Das Engagement weiterer multilateraler Institutionen – der Organisation für Sicherheit und Zusammenarbeit in Europa, die Bemühungen der Minsk-Gruppe um „kalte Konflikte“ im Norden des Schwarzen Meeres, die Verhandlungen im Umfeld der Südflanke des Vertrags über konventionelle Streitkräfte in Europa – richtet sich stets nach der Formel „Gemeinsame regionale Probleme – kooperative regionale Lösungen“. Gemeinsame wirtschaftliche und politische Interessen und die Anziehungskraft eines sich rasch integrierenden Europas drängen die Schwarzmeer-Staaten zu einer Art regionaler Konvergenz. Obwohl das Fortbestehen von Konflikten und die Brüchigkeit nationaler Institutionen die Vermutung nahe legen, dass das Entstehen eines voll funktionsfähigen geopolitischen Systems im Schwarzmeer-Raum noch einige Jahre auf sich warten lassen wird, gibt es doch deutliche Anzeichen dafür, dass das Schwarze Meer dabei ist, eine transatlantische Region zu werden. Daraus folgt, dass die transatlantischen Staaten ein Interesse daran haben und dass sie über eine Strategie für eine so wichtige und potenziell positive Entwicklung verfügen sollten.

Die strategische Frage

Warum brauchen wir heute eine neue transatlantische Strategie für die Schwarzmeer-Region? Wir wollen mit der strategischen Frage beginnen, die zwei wichtige, miteinander verknüpfte Komponenten enthält: Die erste bezieht sich auf die Vollendung der Aufgabe, Frieden und Stabilität innerhalb Europas zu sichern; die zweite hat zu tun mit der Auseinandersetzung mit der gefährlichsten Bedrohung für die zukünftige transatlantische Sicherheit, die von jenseits des Kontinents, vom „Weiteren Nahen Osten“ ausgeht. Eine zusätzliche, aber immer noch wichtige strategische Überlegung betrifft den Zugang Europas zu Energievorräten.

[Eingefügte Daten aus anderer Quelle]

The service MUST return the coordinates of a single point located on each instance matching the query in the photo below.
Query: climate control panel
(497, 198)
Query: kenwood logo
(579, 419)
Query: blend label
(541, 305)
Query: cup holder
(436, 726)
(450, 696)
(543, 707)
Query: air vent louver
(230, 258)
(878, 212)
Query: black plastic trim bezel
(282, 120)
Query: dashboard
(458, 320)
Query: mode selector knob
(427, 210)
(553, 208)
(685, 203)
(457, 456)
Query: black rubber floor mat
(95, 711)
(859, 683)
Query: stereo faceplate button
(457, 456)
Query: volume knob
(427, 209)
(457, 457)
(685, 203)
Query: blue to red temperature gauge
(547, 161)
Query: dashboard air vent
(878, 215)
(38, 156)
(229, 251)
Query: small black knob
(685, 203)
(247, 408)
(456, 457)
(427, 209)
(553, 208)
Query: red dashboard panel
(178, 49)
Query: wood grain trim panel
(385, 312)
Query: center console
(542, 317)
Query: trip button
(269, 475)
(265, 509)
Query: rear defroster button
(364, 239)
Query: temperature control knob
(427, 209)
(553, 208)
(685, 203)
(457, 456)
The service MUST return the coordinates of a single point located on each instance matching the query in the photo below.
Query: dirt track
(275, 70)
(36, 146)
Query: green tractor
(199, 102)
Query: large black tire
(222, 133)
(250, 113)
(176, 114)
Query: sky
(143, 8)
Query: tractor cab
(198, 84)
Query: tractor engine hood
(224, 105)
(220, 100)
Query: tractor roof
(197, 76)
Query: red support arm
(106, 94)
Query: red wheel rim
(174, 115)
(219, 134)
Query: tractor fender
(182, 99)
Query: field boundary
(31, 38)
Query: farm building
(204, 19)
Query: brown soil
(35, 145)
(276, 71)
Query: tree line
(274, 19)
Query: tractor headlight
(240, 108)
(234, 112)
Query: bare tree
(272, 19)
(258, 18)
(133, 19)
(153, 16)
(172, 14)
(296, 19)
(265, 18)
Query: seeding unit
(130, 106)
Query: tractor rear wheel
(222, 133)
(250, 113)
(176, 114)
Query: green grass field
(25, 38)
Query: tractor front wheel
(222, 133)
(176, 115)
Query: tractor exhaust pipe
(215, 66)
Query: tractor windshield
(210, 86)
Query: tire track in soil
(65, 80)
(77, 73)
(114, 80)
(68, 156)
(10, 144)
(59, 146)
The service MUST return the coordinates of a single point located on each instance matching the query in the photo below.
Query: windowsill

Im Verlauf des letzten Jahrzehnts haben NATO und EU erfolgreich Stabilität verbreitet und dabei geholfen, die Demokratie in großen Teilen der östlichen Hälfte des europäischen Kontinents zu festigen, von den baltischen Staaten im Norden bis nach Rumänien und Bulgarien im Süden. Als Ergebnis davon ist Europa heute wahrscheinlich demokratischer, prosperierender und sicherer als jemals zuvor in seiner Geschichte. Gleichzeitig gibt es jedoch Teile des Kontinents, wo Frieden und Stabilität noch nicht vollständig etabliert sind. Dazu gehören vor allem der westliche Balkan, in die Ukraine und Weißrussland sowie der Schwarzmeer-Raum. Während sich EU und NATO nachdrücklich auf dem Balkan engagieren und eine neue Haltung gegenüber der Ukraine und Weißrussland entwickeln, kann dasselbe im Hinblick auf das Schwarze Meer nicht gesagt werden, einer Region, die strategisch ebenso wichtig, wenn nicht sogar noch wichtiger ist.

Die Einbeziehung der Schwarzmeer-Region in das transatlantische System würde sowohl die Grundfesten dieses Systems stärken und es auch sicherer machen angesichts der vielen künftigen Bedrohungen von Frieden und Stabilität, die die größten Sorgen bereiten. Die Frage des strategischen Schutzes ist am einfachsten von der negativen Seite her zu beschreiben. Wenn man über die zahlreichen großen und neuen Probleme und Bedrohungen nachdenkt, die den Europäern heute Sorge bereiten – seien es illegale Einwanderung, Drogen, Proliferation oder Frauenhandel –, so stellt die Schwarzmeer-Region die neue Frontlinie zu deren Bekämpfung dar, denn durch diese Region führen einige der Hauptwege für derartigen Schwarzhandel. Die traditionellen Handelsrouten der Seidenstraße dienen heute dazu, um Heroin auf europäische Märkte zu schleusen und gefährliche Technologien an Al-Khaïda-Terroristen zu liefern. Zum ersten Mal seit mehr als einem Jahrhundert werden Handelswege, die von europäischen Staaten kontrolliert werden, für den Handel mit Zwangsprostitution, also Frauen und Kindern, genutzt. Darüber hinaus reichen die vier „eingefrorenen Konflikte“, die von der OSZE überwacht werden (Transnistrien, Abchasien, Süd-Ossetien und Berg-Karabach) in diese Region hinein. Es wird vielfach und zu Recht vermutet, dass diese ungelösten Probleme des Sowjetreichs nun als Verladeorte für Waffen, Drogen und Opfer von Menschenschmuggel dienen und dass sie Brutstätten für das internationale organisierte Verbrechen und nicht zuletzt für Terrorismus sind.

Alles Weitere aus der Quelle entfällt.